El Caguán (1998-2002)
El proceso de paz del Caguán fue el intento negociador más ambicioso de Colombia con las FARC-EP: tres años, 42.000 km² de zona de distensión y ningún punto acordado. Su fracaso sigue siendo objeto de disputa: ¿error de diseño evitable o desenlace estructural inevitable que bifurcó la historia política del siglo XXI colombiano?
El Caguán
Entre el 7 de enero de 1999 y el 20 de febrero de 2002, el Estado colombiano cedió a las Fuerzas Armadas Revolucionarias de Colombia un territorio de 42.000 kilómetros cuadrados —los municipios de San Vicente del Caguán, La Uribe, Mesetas, La Macarena y Vista Hermosa, repartidos entre Caquetá y Meta— para negociar el fin de una guerra que llevaba entonces treinta y cinco años. La zona de distensión, despejada de tropas por decisión del presidente Andrés Pastrana Arango, fue el escenario del intento negociador más ambicioso y más público que había emprendido el país. Tres años después terminó sin un solo punto acordado, con la guerrilla más fuerte que cuando empezó, con un candidato presidencial —Álvaro Uribe Vélez— a punto de ganar por primera vuelta con la promesa de acabar militarmente lo que Pastrana no había podido resolver hablando, y con la vía negociada desacreditada por al menos una década. ¿Fue el Caguán un error de diseño que pudo hacerse de otro modo, o el desenlace forzoso de un tablero estructural que ningún ajuste habría torcido?
Lo que se juega al responder no es un debate académico. Si el Caguán fue contingencia —ingenuidad presidencial, arquitectura defectuosa, oportunidad perdida por decisiones tácticas equivocadas—, entonces Colombia pagó con catorce años adicionales de guerra el precio de un mal diseño reversible: las víctimas del período 2002-2016, los desplazados, los falsos positivos, los secuestros masivos de la Ley 002 caben en la contabilidad del error evitable.
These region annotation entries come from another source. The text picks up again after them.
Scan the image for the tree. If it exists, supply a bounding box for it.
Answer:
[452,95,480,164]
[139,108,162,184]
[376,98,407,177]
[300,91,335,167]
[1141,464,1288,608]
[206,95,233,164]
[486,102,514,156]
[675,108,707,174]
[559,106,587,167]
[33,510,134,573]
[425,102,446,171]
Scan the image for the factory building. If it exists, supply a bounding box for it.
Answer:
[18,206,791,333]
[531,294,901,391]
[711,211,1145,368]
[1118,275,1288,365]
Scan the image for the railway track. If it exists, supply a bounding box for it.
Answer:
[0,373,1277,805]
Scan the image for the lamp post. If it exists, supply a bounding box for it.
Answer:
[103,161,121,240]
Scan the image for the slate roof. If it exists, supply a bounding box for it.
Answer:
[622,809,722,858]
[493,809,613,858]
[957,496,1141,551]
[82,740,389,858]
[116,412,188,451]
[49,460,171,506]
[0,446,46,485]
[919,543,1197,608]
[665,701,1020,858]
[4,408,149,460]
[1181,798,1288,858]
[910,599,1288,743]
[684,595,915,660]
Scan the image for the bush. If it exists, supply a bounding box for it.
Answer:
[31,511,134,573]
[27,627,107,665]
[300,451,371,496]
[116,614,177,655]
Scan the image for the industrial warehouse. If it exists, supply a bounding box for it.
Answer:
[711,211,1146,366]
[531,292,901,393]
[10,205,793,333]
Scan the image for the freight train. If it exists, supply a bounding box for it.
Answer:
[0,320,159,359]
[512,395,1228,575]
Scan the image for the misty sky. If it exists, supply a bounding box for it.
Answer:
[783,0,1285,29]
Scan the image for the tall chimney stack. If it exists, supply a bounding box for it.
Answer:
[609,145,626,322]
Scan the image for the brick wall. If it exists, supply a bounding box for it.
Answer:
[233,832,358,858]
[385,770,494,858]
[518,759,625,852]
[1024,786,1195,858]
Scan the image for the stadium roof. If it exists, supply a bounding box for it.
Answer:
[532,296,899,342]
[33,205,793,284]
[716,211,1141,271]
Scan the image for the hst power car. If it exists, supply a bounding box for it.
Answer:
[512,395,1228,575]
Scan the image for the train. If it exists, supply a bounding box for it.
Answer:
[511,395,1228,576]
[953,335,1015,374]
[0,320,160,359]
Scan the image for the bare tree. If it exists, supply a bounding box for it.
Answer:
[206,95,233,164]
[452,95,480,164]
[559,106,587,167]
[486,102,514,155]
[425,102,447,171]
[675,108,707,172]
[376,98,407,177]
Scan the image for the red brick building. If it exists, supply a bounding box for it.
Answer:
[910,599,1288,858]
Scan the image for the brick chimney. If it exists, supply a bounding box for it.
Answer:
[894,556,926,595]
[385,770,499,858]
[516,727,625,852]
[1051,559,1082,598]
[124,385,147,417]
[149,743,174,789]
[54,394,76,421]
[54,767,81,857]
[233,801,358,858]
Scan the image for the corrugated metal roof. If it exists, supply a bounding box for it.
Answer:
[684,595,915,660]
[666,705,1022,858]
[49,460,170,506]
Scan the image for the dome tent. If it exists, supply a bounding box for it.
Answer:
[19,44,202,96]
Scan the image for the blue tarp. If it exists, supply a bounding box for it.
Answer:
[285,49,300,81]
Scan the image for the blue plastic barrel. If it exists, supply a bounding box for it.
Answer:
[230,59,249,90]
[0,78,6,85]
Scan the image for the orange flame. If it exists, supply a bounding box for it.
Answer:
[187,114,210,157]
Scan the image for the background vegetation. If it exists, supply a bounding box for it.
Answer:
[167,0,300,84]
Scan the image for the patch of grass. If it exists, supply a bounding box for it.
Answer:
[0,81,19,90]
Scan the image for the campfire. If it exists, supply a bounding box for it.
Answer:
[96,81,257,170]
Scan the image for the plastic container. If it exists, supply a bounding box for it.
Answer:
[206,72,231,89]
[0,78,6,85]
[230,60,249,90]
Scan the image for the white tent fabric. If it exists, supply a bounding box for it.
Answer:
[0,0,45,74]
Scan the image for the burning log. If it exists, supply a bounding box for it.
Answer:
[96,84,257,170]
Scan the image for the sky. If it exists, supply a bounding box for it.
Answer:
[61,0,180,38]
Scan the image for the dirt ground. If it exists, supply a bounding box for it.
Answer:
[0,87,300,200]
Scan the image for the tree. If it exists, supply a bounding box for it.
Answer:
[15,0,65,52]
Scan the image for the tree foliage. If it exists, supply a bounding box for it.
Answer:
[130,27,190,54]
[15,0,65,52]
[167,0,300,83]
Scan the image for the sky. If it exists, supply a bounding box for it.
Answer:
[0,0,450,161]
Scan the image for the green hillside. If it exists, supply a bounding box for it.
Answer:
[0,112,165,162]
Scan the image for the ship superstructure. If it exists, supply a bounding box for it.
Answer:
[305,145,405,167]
Si, en cambio, fue determinación estructural —paramilitarismo expansivo, Plan Colombia, viraje geopolítico del 11 de septiembre de 2001, cálculo militar irreducible de las FARC—, la responsabilidad se difumina en fuerzas que ningún gobierno colombiano podía controlar, y el ciclo uribista posterior deja de ser la consecuencia política de un fracaso y se vuelve la respuesta racional a una imposibilidad.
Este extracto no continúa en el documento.